In his 2009 book Scroogenomics, economist Joel Waldfogel argues that holiday gift-giving is literal waste. Waldfogel looks at the annual December spike in retail sales (typically cheered by news stories each year), and asks about the cost of a gift versus the value of that gift to the receiver. For instance, if your aunt buys you Neiman Marcus Prosecco Bubble Bath for $38 but that product is only worth $20 to you, then there is a deadweight value loss of $18 (or 47.3 percent). He found that American gift giving destroys at least 13 percent of value. Given last year’s $691.9 billion spent on holiday retail, Waldfogel’s theory would predict that almost $90 billion in value was lost. This money doesn’t just disappear into thin air, but he maintains that the tradition of gift giving undermines an economic system’s ability to distribute products efficiently and create value.
But what if we do get cash for Christmas? Or, the most-requested gifts of late, gift cards? This not only confirms that gift giving in the 21st century amounts to passing currency back and forth, but it’s also wasteful. Just about every quality of the convenient and impersonal gift card exists to maximize profits for the respective company. About one billion dollars in gift card money goes unspent each year. Customers who use their cards in a store are more likely to spend their own money as well (about 20 percent more than the gift card amount), and if they don’t use the full amount on the card they’ll likely return. People are also two-and-a-half times more likely to pay full price with a gift card. The last pitfall is unique to the modern era: a gift card won’t work if the store goes under! Some unlucky schmucks are holding gift cards for Toys ’R’ Us right now that may as well be bookmarks.
“But this is all over-analytical conjecture,” you say. “You’re missing the true meaning of trading stuff,” or, getting to the heart of the matter, “What else are we supposed to do?”
The rampant materialism of the winter holidays does seem pretty entrenched, and that’s because it is. “Just as every generation imagines that it invented sex, every generation imagines that it invented the vulgar commercialization of Christmas,” Waldfogel writes in Scroogenomics. After looking at the holiday spending statistics of the last 100 years, he found that (with the exception of the Great Depression) numbers have remained comparable, and, in fact, we used to spend a larger portion of our smaller economy on the holidays.
That doesn’t mean we’re tethered to this inefficient and antiquated tradition forever, though. The elimination of adult-on-adult gift exchanging might take some time, but it could happen.
We could finally call our own bluff on our collective insistence that the true meaning of the holidays lies in good will towards Men instead of piles of stuff wrapped in shiny paper.

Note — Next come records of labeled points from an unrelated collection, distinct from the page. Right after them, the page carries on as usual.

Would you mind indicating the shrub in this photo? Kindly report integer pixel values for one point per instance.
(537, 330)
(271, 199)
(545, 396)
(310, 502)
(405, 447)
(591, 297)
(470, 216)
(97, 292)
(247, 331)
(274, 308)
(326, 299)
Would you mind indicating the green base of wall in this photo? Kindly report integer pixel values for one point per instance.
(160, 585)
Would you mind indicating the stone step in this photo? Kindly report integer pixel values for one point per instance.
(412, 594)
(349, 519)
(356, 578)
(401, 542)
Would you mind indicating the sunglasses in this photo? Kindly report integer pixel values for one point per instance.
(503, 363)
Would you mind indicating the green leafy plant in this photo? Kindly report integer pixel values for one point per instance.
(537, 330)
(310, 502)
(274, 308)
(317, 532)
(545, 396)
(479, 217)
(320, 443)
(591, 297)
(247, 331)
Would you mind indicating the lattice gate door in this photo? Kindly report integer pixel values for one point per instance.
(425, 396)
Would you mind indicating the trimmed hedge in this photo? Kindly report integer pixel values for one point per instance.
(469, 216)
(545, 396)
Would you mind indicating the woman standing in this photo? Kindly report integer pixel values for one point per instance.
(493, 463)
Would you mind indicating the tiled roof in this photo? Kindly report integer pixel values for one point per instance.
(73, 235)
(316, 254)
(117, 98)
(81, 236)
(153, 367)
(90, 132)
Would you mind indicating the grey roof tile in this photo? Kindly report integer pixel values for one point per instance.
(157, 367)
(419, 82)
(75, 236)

Remember? The central lesson behind all of your favorite holiday lore?
As the anti-materialistic story of the Grinch has been rebooted for the big screen yet again, one must wonder whether the slew of new merchandise (like finger puppets, mugs, and those blessed plush toys) is what Dr. Seuss had in mind. Unlike the worlds of Amazon and Nordstrom advertisements, Whoville exists to meaningfully reflect our own best (and worst) instincts. When they discover their tricycles, popcorn, and plums are gone, the Whos still celebrate Christmas enthusiastically. Without presents, would we still be singing “Fahoo fores, dahoo dores”? There’s only one way to find out.